In 1948, the Bautzen state court sentenced 39 guards to penitentiary terms for their role in the maltreatment of Hainewalde prisoners. The trial was conducted under the auspices of the Soviet occupation, but further details are not known. No additional information has emerged so far about Hainewalde, for which further research is needed.

== Specific prisoners ==

=== Axel Eggebrecht ===
Axel Eggebrecht was held at Hainewalde from April to May 1933. A resident of Berlin, he was visiting his father in Leipzig at the time of his arrest, March 5, 1933, which coincided with Germany's election day. After a month in jail, he was delivered to Hainewalde. As the prisoners entered the gate, a teacher among them joked that the castle once held the "favorites" of the Saxon king, August the Strong. A guard then put them through a mindless initiation rite. With the command, "Right leg, high!" Eggebrecht raised his leg like a "stork". When the SA next issued the impossible order to raise the left leg as well, he refused to do so, in the gruff language of the barracks. In the exchange that followed, the guard ascertained that Eggebrecht was a World War veteran. Eggebrecht soon realized, however, that his military service meant little to the guards. Stereotyped as an intellectual, he was ordered to work in a humiliating labor command. "Aha-the scriptwriter from Berlin!" Sturmführer Jirka exclaimed, "I have something extra fine for you-the shit detail!"

Eggebrecht recalled a rumor that the prisoners would be released on May Day, but it turned out not to have any foundation.

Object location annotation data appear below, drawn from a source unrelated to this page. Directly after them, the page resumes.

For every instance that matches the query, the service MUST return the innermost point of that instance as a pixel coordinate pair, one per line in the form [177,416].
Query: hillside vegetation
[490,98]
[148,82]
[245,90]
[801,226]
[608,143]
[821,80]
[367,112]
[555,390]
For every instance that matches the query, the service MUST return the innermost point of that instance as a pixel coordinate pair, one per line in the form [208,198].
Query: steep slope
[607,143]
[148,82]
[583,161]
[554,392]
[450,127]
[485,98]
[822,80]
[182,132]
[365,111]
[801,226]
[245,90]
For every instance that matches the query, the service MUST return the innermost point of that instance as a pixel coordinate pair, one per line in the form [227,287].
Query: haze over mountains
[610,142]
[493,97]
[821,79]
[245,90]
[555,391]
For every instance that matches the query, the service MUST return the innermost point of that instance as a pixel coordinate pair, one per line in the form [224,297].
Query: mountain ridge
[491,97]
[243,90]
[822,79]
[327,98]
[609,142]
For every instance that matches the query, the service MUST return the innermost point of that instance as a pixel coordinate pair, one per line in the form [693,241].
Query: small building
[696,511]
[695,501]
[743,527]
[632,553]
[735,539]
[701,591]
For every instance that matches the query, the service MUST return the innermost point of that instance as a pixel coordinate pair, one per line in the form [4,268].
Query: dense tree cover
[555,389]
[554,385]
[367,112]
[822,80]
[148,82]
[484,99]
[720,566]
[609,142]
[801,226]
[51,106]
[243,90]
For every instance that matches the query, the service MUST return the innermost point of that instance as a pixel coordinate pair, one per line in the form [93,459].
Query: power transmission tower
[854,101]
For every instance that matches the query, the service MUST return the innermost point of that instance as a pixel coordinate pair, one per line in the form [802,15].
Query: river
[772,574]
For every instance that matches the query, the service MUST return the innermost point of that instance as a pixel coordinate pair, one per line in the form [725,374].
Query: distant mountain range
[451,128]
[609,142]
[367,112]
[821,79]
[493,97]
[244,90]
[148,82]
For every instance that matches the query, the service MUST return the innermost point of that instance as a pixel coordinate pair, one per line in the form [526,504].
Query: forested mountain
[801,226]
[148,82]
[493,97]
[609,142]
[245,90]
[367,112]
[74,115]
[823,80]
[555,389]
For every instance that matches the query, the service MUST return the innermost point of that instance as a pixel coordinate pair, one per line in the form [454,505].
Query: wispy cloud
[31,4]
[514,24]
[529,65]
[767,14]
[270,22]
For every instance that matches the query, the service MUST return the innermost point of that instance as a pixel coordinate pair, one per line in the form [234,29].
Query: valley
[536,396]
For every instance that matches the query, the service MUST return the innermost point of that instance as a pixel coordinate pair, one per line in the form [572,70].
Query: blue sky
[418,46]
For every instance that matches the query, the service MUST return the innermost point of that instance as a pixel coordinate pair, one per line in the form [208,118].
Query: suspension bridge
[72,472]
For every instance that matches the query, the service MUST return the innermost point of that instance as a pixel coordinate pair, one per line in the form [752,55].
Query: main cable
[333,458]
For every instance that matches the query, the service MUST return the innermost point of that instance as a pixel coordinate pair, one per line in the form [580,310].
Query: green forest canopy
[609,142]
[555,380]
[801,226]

Eggebrecht was interrogated, but not tortured. In this regard his experience contrasted with other Hainewalde prisoners. Eggebrecht recalled the interrogator's interest in how he had gotten mixed up with the Communists, after growing up in a "good home". His release came through his father's intercession with an influential Saxon official, Professor Apel. Eggebrecht's father wrote him about Apel's interest in his case. Sometime later, his father visited him at the camp. Exclaiming that the conditions were "unworthy" of his son, the father added that he should be patient, because "it won't last much longer!" Several days later, Eggebrecht was released after signing a promise not to circulate "atrocity stories".

=== Benno Berg ===
Eggebrecht's bunkmate, a Jewish prisoner named Benno Berg, experienced a rare moment of humor after a reeducation session. A Nazi Kreisleiter lectured the detainees on the Jewish threat, quoting the stock phrase, "the Jews are our misfortune." After the speech, he inspected the prisoners and stopped in front of Berg. In response to the Kreisleiter's questions, Berg gave his name and birthplace: "Berg, from Reichenberg, Bohemia." Not realizing that the prisoner was Jewish, the Nazi announced: "A Sudeten national comrade! Bravo! All of you will come to us again!" Eggebrecht added: "The big shot's fat hand struck the 'non-Aryan' appreciatively on the shoulder. 'For myself, you are the model of the true SA man! Heil Hitler!' Hand raised, he strutted away."

==Notes==
This article incorporates text from the United States Holocaust Memorial Museum, and has been released under the GFDL.